Years ago, I remember asking my best friend to connect me with her friend who was a piano teacher.
We exchanged emails but I never got round to taking action on my then vague desire to teach piano.
I felt that my Dip. in Piano Performance just wouldn't hack it if I had to submit myself to a rigorous Yamaha audition, so why bother?
When Beth got to the age of being able to sit through a Kindermusik class, I thought: maybe I could teach kiddies music?
Again, I failed to take action.
Today, I'm glad to say I've just taught my 2nd lesson to an adult learner, and it's been all good.
I reckon I'm learning as much as she is.
It's not easy finding the right words to say and I'm having to be really careful so that I am generous with praise and encouragement, and that I gently correct without being critical or judgmental.

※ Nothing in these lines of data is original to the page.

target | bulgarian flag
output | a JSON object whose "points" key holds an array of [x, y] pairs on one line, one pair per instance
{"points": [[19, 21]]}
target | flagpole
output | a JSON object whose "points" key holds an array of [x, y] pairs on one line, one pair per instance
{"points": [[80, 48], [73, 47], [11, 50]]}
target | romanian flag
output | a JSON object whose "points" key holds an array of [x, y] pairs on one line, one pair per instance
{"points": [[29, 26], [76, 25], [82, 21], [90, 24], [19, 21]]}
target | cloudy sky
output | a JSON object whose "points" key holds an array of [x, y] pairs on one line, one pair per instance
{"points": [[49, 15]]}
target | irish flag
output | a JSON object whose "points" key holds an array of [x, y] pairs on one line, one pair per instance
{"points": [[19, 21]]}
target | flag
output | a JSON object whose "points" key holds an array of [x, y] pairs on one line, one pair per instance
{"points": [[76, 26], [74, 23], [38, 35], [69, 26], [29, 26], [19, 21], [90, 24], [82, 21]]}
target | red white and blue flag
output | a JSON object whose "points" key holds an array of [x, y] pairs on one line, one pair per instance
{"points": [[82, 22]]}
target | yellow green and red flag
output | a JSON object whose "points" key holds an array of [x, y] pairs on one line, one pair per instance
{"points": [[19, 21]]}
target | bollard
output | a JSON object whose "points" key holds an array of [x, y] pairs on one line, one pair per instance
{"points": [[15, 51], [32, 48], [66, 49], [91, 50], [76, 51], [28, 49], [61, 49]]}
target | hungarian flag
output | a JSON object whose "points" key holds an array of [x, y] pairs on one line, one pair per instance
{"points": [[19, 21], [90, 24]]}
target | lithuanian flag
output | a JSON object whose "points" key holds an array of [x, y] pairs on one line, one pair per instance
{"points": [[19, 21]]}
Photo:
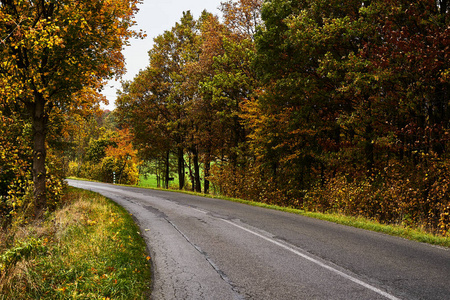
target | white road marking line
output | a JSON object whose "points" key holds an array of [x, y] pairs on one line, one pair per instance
{"points": [[313, 260]]}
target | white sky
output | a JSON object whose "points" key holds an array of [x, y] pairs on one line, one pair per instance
{"points": [[154, 17]]}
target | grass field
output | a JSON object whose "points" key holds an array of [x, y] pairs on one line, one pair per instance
{"points": [[150, 181], [89, 249]]}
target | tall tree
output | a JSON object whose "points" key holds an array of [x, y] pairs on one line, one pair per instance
{"points": [[51, 49]]}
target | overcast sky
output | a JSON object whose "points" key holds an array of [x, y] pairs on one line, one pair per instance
{"points": [[154, 17]]}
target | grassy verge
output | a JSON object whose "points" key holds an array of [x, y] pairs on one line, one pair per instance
{"points": [[414, 234], [89, 249]]}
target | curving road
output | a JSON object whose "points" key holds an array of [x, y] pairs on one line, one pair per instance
{"points": [[206, 248]]}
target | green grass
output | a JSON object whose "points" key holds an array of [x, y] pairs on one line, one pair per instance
{"points": [[414, 234], [90, 249], [150, 181]]}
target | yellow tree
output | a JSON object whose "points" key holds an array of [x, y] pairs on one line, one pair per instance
{"points": [[52, 49]]}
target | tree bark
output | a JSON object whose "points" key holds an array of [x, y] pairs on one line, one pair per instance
{"points": [[167, 171], [198, 185], [39, 122], [181, 177], [206, 181]]}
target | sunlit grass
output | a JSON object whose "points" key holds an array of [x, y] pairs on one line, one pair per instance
{"points": [[90, 249]]}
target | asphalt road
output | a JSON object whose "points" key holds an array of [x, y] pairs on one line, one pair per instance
{"points": [[206, 248]]}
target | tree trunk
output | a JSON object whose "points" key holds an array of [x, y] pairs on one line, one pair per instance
{"points": [[198, 185], [39, 122], [167, 171], [206, 181], [181, 177]]}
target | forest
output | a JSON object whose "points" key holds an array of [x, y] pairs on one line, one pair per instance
{"points": [[322, 105]]}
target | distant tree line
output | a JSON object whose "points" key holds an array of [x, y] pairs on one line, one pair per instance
{"points": [[319, 104]]}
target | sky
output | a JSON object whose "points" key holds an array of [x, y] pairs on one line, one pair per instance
{"points": [[154, 17]]}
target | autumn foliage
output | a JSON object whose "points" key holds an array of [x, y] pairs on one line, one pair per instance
{"points": [[54, 58], [324, 105]]}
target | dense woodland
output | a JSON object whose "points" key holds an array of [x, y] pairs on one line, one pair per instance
{"points": [[324, 105]]}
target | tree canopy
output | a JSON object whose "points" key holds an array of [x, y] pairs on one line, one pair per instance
{"points": [[54, 53]]}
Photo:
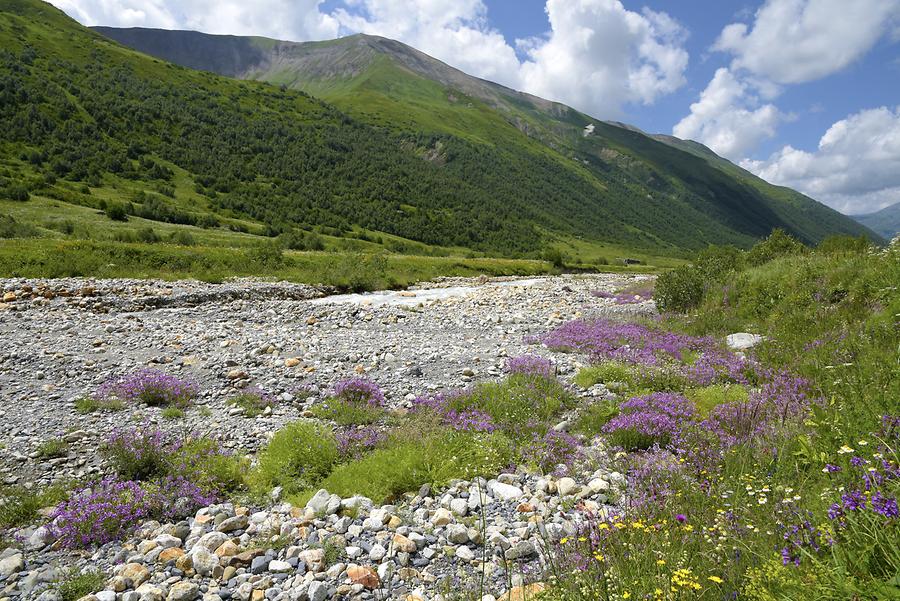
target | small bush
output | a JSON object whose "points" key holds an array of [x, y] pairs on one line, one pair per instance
{"points": [[76, 585], [116, 212], [346, 414], [594, 417], [138, 454], [298, 457], [172, 413], [253, 402], [778, 244], [19, 506], [86, 405], [680, 289]]}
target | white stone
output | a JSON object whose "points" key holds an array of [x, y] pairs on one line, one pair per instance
{"points": [[740, 341]]}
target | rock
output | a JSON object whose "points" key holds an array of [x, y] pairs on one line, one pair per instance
{"points": [[317, 591], [459, 507], [504, 492], [150, 592], [238, 522], [212, 540], [598, 485], [363, 575], [526, 592], [170, 554], [227, 549], [403, 544], [567, 486], [740, 341], [324, 504], [11, 565], [183, 591], [280, 567], [136, 572]]}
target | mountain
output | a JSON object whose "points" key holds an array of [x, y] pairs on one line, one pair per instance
{"points": [[360, 132], [885, 223], [387, 83]]}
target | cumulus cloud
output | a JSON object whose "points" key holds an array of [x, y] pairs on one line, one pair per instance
{"points": [[596, 56], [599, 56], [795, 41], [727, 119], [855, 169], [283, 19]]}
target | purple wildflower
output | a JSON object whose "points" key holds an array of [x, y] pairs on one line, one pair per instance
{"points": [[533, 365], [359, 391], [149, 386]]}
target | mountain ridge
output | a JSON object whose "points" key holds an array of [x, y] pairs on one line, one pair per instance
{"points": [[378, 145]]}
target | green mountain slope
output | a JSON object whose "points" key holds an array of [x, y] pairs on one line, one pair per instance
{"points": [[885, 223], [403, 145]]}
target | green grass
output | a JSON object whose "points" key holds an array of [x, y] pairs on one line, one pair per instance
{"points": [[73, 258], [406, 463], [629, 378], [172, 413], [55, 447], [298, 457], [709, 397]]}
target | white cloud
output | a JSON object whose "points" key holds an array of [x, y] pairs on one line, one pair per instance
{"points": [[597, 56], [726, 120], [856, 168], [282, 19], [795, 41]]}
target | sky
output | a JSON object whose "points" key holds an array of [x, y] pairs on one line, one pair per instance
{"points": [[804, 93]]}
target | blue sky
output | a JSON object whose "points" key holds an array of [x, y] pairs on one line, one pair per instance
{"points": [[805, 93]]}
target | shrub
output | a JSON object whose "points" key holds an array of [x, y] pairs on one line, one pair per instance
{"points": [[253, 402], [111, 508], [594, 417], [679, 290], [298, 457], [138, 454], [359, 392], [149, 386]]}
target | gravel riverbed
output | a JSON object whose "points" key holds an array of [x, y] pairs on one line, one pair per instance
{"points": [[63, 338]]}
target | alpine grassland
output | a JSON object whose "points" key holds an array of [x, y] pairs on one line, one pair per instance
{"points": [[778, 483]]}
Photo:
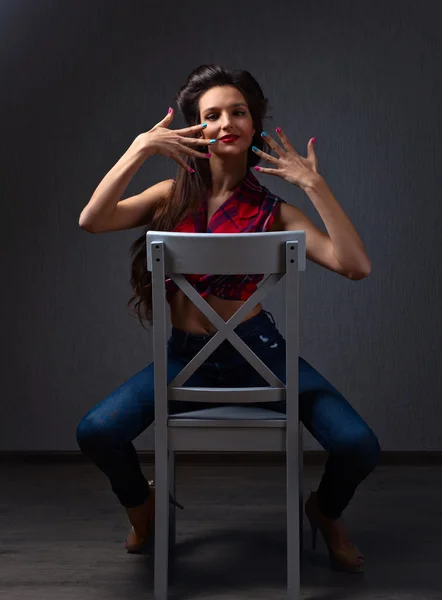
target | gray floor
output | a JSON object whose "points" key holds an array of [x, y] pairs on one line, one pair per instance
{"points": [[62, 534]]}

Having been raised in a high-control, perfectionistic environment, I have to consciously censor those thoughts and remarks that would otherwise slip out.
It helps that Beth has her Yamaha Junior Music Course in the morning, and that I get to sit with her through the class and absorb some of the positive vibes from her very enthusiastic teacher and classmates. The class gives me a high and I carry some of that zeal and joy with me into my teaching in the afternoon, so it's worked out really well.
I'm so thankful that after years of dithering and non-action, I've finally found my way into teaching piano.
I plan to get better and better in my teaching and my playing so that I grow alongside my student.